Use a Cervical Roll to Support Your Neck While You Sleep

Friday February 28, 2014

If you read my blogs and articles, then you know how I feel about maintaining proper posture if you have low back or neck pain. It is so important to make sure the everything is in correct alignment as things are healing after an injury.

Maintaining proper posture while sitting is pretty simple. Slide your hips to the back of your chair, and then place a lumbar roll behind your back at about the level of your belt. Sit up nice and tall and allow the lumbar roll to support your low back. This should also help put your neck in the proper place over your shoulders.

But what about keeping good posture while sleeping? How can you support your neck as you are sleeping?
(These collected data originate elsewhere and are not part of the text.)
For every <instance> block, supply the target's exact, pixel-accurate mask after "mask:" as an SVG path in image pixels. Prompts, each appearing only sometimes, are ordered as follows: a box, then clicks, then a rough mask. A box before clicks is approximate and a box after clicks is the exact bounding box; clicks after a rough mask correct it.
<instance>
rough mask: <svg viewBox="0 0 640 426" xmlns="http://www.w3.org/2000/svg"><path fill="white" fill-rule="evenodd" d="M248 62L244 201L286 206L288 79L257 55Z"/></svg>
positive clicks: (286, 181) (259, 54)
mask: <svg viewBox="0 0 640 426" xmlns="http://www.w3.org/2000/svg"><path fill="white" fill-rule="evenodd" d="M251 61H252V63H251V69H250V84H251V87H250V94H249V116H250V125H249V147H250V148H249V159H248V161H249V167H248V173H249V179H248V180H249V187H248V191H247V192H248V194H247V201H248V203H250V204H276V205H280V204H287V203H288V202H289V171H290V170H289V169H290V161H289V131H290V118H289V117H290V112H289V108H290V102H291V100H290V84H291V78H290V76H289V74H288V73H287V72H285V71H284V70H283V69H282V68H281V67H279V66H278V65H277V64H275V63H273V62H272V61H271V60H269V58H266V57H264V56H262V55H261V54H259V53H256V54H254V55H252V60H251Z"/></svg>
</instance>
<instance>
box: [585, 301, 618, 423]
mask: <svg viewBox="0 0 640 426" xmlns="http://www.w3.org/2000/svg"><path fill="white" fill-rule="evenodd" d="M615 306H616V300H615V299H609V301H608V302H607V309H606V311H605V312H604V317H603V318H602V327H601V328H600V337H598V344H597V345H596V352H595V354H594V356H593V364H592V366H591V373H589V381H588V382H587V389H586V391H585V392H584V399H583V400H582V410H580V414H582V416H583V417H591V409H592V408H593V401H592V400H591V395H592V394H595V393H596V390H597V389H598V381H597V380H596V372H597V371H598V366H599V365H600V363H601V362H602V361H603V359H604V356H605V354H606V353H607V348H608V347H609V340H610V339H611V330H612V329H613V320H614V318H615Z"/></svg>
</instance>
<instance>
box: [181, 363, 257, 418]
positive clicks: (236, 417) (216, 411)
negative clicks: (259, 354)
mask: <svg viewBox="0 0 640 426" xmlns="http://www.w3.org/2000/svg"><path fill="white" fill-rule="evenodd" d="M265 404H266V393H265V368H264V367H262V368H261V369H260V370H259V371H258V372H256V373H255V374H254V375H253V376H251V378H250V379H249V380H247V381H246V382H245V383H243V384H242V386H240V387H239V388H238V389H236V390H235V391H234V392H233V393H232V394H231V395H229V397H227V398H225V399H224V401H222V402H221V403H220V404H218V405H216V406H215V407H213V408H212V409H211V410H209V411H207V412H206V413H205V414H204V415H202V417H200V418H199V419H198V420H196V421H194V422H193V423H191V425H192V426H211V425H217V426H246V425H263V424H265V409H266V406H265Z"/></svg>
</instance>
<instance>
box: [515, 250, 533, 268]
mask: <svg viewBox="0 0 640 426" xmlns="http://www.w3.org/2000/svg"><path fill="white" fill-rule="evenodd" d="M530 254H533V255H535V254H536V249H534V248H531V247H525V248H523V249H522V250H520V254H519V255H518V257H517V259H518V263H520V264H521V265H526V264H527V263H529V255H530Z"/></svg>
To keep proper support of your neck as you sleep, use a cervical roll. A cervical roll is a small pillow that fits inside your pillow case and helps to keep your neck in the correct position while you sleep. You can get one on the internet at OPTP for about $20 (US).

To use your cervical roll, simply slide your it into your pillow case and make sure it supports your neck when you lie down. If you roll onto your side, the roll helps to fill the space between your head and shoulder to support your neck.

Neck pain can be a real nuisance, and it can disturb your normal sleep routine. Using a cervical roll can help you keep your neck in the correct position while you sleep.

Five Steps to Self-Manage Acute Neck Pain

Tuesday February 25, 2014

One of the more frequent questions I get from patients is about what to do first when pain strikes. An important part of any physical therapy program is to make sure you are equipped with the tools necessary to help you stay healthy and the knowledge of what to do when pain first strikes.